Felix cautioned that Spike should not be compared to more sophisticated,
man-portable weapons such as Javelin and Stinger.
Unlike the Stinger, the Spike could not shoot down a tactical fighter
aircraft. Unlike the Javelin, it could not punch a hole in a main
battle tank. “All we do is scar the paint,” he said.

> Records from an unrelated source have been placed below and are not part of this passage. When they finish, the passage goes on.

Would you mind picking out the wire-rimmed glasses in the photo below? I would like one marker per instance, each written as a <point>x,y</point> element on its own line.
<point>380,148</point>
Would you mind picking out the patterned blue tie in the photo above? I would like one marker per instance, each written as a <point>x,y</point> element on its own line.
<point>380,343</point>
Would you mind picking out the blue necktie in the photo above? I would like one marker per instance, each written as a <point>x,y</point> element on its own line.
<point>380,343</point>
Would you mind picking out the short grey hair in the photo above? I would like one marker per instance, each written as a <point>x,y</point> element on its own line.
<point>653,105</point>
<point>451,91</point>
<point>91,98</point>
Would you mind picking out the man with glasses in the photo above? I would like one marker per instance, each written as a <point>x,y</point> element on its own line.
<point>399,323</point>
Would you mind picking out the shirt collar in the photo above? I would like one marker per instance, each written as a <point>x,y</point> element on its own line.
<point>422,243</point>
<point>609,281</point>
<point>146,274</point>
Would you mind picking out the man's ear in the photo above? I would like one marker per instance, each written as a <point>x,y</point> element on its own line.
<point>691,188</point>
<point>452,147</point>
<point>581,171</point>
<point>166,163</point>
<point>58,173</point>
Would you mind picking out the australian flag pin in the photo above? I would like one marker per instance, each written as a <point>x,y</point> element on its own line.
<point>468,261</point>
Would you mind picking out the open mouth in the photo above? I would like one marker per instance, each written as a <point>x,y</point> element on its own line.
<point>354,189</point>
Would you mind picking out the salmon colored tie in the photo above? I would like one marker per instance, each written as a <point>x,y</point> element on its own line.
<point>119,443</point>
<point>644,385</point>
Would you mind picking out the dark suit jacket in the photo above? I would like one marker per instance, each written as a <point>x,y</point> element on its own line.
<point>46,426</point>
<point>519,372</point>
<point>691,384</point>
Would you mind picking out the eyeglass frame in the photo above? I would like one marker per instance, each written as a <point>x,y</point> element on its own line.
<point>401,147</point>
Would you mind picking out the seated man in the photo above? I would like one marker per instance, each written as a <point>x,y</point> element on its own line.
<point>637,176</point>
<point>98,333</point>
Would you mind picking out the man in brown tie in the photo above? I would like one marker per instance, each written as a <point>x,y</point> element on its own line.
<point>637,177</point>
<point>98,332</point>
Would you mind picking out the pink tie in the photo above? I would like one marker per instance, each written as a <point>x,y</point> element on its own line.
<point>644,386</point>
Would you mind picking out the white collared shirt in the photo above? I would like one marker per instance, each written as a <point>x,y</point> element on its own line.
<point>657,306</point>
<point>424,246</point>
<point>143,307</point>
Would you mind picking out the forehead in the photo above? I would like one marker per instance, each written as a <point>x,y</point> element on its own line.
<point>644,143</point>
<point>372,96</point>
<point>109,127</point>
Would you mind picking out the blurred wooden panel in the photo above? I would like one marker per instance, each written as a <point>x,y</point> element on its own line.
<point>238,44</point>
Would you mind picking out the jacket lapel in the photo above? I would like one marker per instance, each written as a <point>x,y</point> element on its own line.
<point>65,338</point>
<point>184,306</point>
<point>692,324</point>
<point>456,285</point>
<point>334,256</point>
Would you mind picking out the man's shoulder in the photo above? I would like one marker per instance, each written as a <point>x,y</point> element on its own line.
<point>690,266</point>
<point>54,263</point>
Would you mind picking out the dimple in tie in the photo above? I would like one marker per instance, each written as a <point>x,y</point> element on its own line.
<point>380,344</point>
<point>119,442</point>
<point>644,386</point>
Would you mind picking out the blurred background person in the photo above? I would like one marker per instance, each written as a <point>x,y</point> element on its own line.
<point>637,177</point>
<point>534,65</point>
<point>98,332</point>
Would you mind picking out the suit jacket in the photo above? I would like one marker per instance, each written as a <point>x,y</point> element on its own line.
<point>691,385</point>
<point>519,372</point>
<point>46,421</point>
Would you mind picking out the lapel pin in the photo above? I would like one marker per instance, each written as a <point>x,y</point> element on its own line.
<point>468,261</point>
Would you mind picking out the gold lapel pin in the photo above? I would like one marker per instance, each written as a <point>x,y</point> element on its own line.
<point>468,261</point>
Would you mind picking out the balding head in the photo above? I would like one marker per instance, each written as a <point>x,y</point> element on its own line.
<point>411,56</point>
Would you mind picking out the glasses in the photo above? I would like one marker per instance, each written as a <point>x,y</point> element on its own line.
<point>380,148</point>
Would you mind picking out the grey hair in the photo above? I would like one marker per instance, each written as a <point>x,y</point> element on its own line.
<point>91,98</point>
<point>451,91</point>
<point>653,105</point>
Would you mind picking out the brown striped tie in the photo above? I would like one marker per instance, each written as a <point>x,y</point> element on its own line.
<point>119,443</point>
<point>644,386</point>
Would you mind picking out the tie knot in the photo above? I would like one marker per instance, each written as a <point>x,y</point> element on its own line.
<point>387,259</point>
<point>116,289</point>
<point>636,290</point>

Essentially, Spike fills a niche role as a low-cost weapon that
can hit “soft” targets. Armor-less objects constitute
80 percent of all targets on the battlefield, said Felix. Of the
remaining 20 percent, a large number are armored personnel carriers,
which have much less armor than tanks.
“We designed Spike to hit lower-end targets, with little
or no armor, so you can save the high-end weapons” for the
so-called “high-value” targets, he said.
Compared to other small arms, the advantage of Spike is its range
of about 2 miles, Felix explained. Grenade launchers generally have
a range of 150 yards. Assault rifles have a range of 400 yards.
A .50 caliber machine gun has a range of close to 1,200 yards. “To
hit them [the enemy] with unguided systems, you have to get too
close,” he said. “We would like to stay outside their
line of fire.”
Even though there are no formal plans to test Spike on an unmanned
air vehicle (UAV), Felix sees it as a natural fit, given that the
Spike launcher has a TV set with a communications link. “The
UAV already has a communications link and a command link, so we
could clip the missile on, use the existing electronics and arm
the UAV.” The platform would have to be a small, slow-flying
tactical UAV, operating from an altitude of about 3,000 feet. “For
our missile, it’s actually easier to be flying than to be
launched from a stationary launcher,” Felix said.
China Lake engineers are not as worried about the missile’s
functionality as they are about meeting a cost goal of $4,000 per
missile. “A general officer told me that Spike is a great
idea if we can meet the $4,000 cost goal,” Felix said. “If
it ends up costing $40,000, it is a terrible idea.”
Felix estimated that the components alone run about $1,500. Using
standard Pentagon cost accounting formulas, he pegged the cost of
each missile at $4,000.
Eventually, said Felix, there could be a competition for companies
to bid for a production contract. “We get calls [from industry]
on a weekly basis,” he said. “Some people want to build
the missile, but more people call wanting to interface it to their
‘widget of the day.’”
The Navy and the Coast Guard, meanwhile, have shown interest in
Spike as a ship self-defense weapon.